HISD passes extended school year

February 12, 2010 4:34:39 PM PST
HISD's school board voted unanimously Thursday night to pass voluntary extended year instruction. The extended year instruction option passed 7-0.

About 10 to 15 schools would take part in a two-year trial run. The students' school year would be broken into four quarters. Kids would go to school for about two months, then have a 17 day break before restarting the next quarter.

HISD says the extended school year works out to only about 10 additional school days.

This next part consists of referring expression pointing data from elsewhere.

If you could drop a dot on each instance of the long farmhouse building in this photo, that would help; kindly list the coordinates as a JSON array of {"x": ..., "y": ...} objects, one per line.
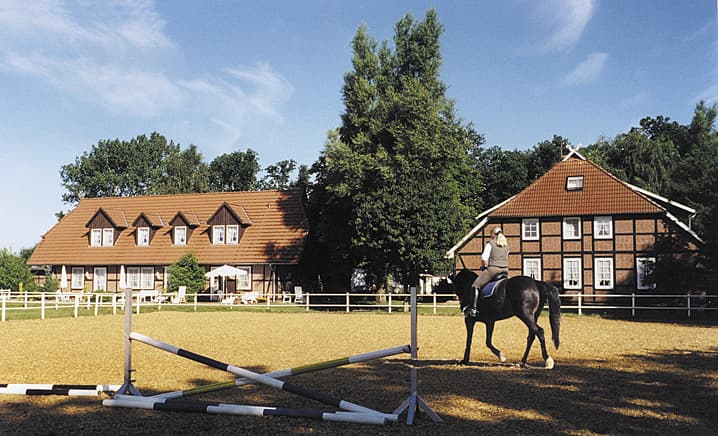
[
  {"x": 583, "y": 229},
  {"x": 259, "y": 232}
]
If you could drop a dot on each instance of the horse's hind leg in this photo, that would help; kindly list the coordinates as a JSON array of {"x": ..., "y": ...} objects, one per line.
[
  {"x": 535, "y": 331},
  {"x": 489, "y": 335},
  {"x": 469, "y": 335}
]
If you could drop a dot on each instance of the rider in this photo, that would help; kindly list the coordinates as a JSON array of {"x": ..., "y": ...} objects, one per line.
[{"x": 494, "y": 260}]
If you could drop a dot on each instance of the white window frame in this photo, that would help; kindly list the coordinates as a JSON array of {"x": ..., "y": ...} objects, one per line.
[
  {"x": 574, "y": 183},
  {"x": 96, "y": 238},
  {"x": 565, "y": 228},
  {"x": 99, "y": 279},
  {"x": 527, "y": 230},
  {"x": 78, "y": 277},
  {"x": 218, "y": 235},
  {"x": 533, "y": 264},
  {"x": 143, "y": 236},
  {"x": 147, "y": 277},
  {"x": 133, "y": 277},
  {"x": 603, "y": 273},
  {"x": 180, "y": 235},
  {"x": 244, "y": 281},
  {"x": 641, "y": 272},
  {"x": 108, "y": 237},
  {"x": 572, "y": 265},
  {"x": 232, "y": 234},
  {"x": 603, "y": 224}
]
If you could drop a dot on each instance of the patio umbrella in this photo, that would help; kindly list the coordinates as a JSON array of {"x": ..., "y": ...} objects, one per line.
[
  {"x": 123, "y": 281},
  {"x": 63, "y": 278}
]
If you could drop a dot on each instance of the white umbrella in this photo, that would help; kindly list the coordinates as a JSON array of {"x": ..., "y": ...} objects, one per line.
[
  {"x": 123, "y": 281},
  {"x": 63, "y": 278}
]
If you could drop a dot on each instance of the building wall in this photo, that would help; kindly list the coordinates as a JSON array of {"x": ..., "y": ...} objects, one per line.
[{"x": 633, "y": 236}]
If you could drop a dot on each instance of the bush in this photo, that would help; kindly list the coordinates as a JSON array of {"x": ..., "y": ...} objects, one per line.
[{"x": 186, "y": 272}]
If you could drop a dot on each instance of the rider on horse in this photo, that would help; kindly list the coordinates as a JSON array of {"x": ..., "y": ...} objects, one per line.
[{"x": 494, "y": 262}]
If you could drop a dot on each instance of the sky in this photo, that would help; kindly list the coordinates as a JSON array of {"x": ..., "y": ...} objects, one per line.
[{"x": 227, "y": 75}]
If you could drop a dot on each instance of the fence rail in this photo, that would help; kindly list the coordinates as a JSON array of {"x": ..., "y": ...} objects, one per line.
[{"x": 104, "y": 303}]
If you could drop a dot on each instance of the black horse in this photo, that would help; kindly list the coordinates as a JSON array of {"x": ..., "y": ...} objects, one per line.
[{"x": 519, "y": 296}]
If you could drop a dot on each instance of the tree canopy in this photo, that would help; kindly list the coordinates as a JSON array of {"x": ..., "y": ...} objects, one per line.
[{"x": 395, "y": 185}]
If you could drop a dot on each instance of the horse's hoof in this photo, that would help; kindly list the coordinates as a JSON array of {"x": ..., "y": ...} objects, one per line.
[{"x": 549, "y": 363}]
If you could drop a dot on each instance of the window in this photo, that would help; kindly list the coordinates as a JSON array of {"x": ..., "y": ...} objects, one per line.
[
  {"x": 529, "y": 229},
  {"x": 603, "y": 227},
  {"x": 108, "y": 237},
  {"x": 644, "y": 272},
  {"x": 574, "y": 183},
  {"x": 100, "y": 279},
  {"x": 181, "y": 235},
  {"x": 78, "y": 278},
  {"x": 572, "y": 273},
  {"x": 532, "y": 268},
  {"x": 143, "y": 236},
  {"x": 218, "y": 234},
  {"x": 603, "y": 273},
  {"x": 147, "y": 278},
  {"x": 572, "y": 228},
  {"x": 233, "y": 234},
  {"x": 244, "y": 281}
]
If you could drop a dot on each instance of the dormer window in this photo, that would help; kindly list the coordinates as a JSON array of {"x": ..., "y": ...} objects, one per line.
[
  {"x": 181, "y": 235},
  {"x": 143, "y": 236},
  {"x": 218, "y": 235},
  {"x": 574, "y": 183}
]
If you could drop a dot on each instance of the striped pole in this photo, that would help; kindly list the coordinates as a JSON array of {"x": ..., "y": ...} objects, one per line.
[
  {"x": 259, "y": 378},
  {"x": 57, "y": 389},
  {"x": 237, "y": 409},
  {"x": 291, "y": 371}
]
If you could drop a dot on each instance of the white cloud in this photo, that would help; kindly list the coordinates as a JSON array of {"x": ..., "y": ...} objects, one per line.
[
  {"x": 587, "y": 71},
  {"x": 566, "y": 20}
]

The features of the proposed calendar include:
August 23, 2010, as the first day of instruction for students and July 28, 2011, as the last day of instruction for students. There would be four instructional quarters, with a two-week break between quarters:

  • First Quarter: August 23 - October 28, 2010
  • Second Quarter: November 15, 2010 - February 3, 2011
  • Third Quarter: February 21 - April 28, 2011
  • Fourth Quarter: May 16 - July 28, 2011
  • There would also be 190 days of instruction and ten teacher service/preparation days, for a total of 200 teacher workdays. Teachers would have a preparation day after each quarter.

    The following holidays are included:

  • Labor Day: September 6, 2010
  • Thanksgiving: November 24 - 26, 2010
  • Winter Break: December 20 - 31, 2010
  • Martin Luther King Holiday: January 17, 2011
  • Spring Holiday: April 22, 2011
  • Memorial Day: May 30, 2011
  • Independence Day Holiday: July 4 - 6, 2011
  • At East Early College High School, the extended year is already a reality. This eastside HISD charter school offers college prep courses for those who want it. However, some educators admit the traditional three month summer break at HISD does have its downside.

    Tambra Bolden, Dean of Students, East Early College HS, said, "I've been at other schools where you have to spend the first three to four weeks of class going over curriculum from the previous year because kids do forget. I think a longer school year would be a benefit at traditional schools."

    Offering an extended year for all HISD students is being considered. The proposed HISD extended school year would stretch the current 175 days of instruction to 190 days. Classes would begin August 23 this year but wouldn't conclude until July 28 next year. The extended year program would be aimed at low performing schools, while other schools could volunteer to participate.

    HISD officials have stressed the extended year would not be forced on any school and would not be implemented without parent support. That's a relief to these parents who admit a longer school year would mean a disruption of home life for their kids.

    "They have to rearrange their schedule. They are used to being off the summer, that's their break," said parent Belinda Herrera. "Now if they do the year round they may not be able to take that break and as a parent we also need a break."

    The subject will be up for a second vote at next month's board meeting.